«Será que não estava procurando fotografar
lembranças ou, até, vagos ecos de lembrança (…)
levando a tentar uma operação igualmente irreal, ou seja, a dar
um corpo à lembrança pra que esta substituísse o presente diante de seus olhos?»(Italo Calvino)
O atelier do artista é o lugar consagrado do processo, de um vir-a-ser que pode, ou não, transformar-se em obra de arte. É um espaço que o artista partilha, algumas vezes, e que noutras prefere manter resguardado do olhar dos outros enquanto a obra ainda não aconteceu.
Há artistas que estão a refazer a mesma obra durante toda a vida, e o seu atelier funciona como o retrato dessas obsessões: os objetos largados nos cantos; os papéis espalhados; os livros; as telas e os materiais de trabalho, cada um deles reflete a sua função naquele lugar que é, sobretudo, de criação e de recomeços.

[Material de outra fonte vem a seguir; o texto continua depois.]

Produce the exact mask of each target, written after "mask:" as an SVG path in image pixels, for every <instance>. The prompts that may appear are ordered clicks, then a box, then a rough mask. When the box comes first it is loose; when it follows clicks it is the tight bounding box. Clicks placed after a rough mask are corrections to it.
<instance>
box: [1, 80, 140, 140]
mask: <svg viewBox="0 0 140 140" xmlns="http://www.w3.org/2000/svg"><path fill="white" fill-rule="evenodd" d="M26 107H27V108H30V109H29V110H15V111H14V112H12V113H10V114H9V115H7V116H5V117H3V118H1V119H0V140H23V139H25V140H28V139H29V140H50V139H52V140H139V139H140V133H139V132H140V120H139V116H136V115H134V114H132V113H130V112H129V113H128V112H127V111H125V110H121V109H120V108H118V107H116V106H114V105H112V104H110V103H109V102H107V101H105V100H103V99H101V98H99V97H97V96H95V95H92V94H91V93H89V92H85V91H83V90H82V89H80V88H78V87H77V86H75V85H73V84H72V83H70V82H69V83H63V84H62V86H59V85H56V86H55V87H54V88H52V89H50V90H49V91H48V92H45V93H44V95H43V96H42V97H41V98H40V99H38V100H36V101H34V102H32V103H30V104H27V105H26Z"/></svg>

Rodrigo Bettencourt decidiu congelar o momento do silêncio que reina no atelier de outros artistas, enquanto a obra não nasce. Enquanto existe apenas em potência e pode, ou não, vir a desabrochar. Como ele mesmo afirma “e eu sou um observador, que finge não estar presente, que finge que os outros são o mesmo que eu, condenados a algo que não sabemos bem o que é.” Como no mito de Sísifo, artista e fotógrafo comungam de um movimento perpétuo sempre em busca de algo que escapa, que é invisível, mas que ambos, na sua sede de desvelamento, querem revelar, fazer vir à luz, nascer enquanto objeto da criação.
“Este trabalho tem como ponto de partida a ideia do momento criativo, o momento e o lugar onde nasce a obra de arte”. Ao fugir do retrato, Rodrigo Bettencourt, tenta captar o inefável, que é aquilo que ainda não está. Que é o lugar onde tudo principia e também onde a obra pode fica encerrada para sempre se não responder a um anseio maior de dar-a-ver aquilo que o artista quer mostrar.
O atelier é um espaço de aprendizagem e de manufatura – a criação conectada a um gesto. Os materiais revelam-se e confundem-se com as obras que daí advirão. O fotógrafo capta a ideia, mais que o lugar, porque o que vemos não está representado na foto, mesmo que presente naquilo que ela pretende ser: um instantâneo que perdura para que a memória do gesto criador não se esgote.
No conto A Aventura de um fotógrafo, Italo Calvino narra as desventuras de um jovem apaixonado que tentava, obsessivamente, captar/capturar a amada. A primeira vez que ela posou para ele, Antonino teve uma revelação: “Havia muitas fotografias possíveis de Bice e muitas Bices impossíveis de fotografar, mas aquilo que ele buscava era a fotografia única, que contivesse tanto umas quanto as outras.”
O motivo escolhido por Rodrigo Bettencourt para fotografar tem também múltiplas faces e o olhar da sua câmara ajuda-nos a desvendar parte delas. O resto é aquilo que a câmara não capta, mas que o artista, com grande capacidade de síntese e imensa delicadeza, captura: o momento do indizível no ato de criação.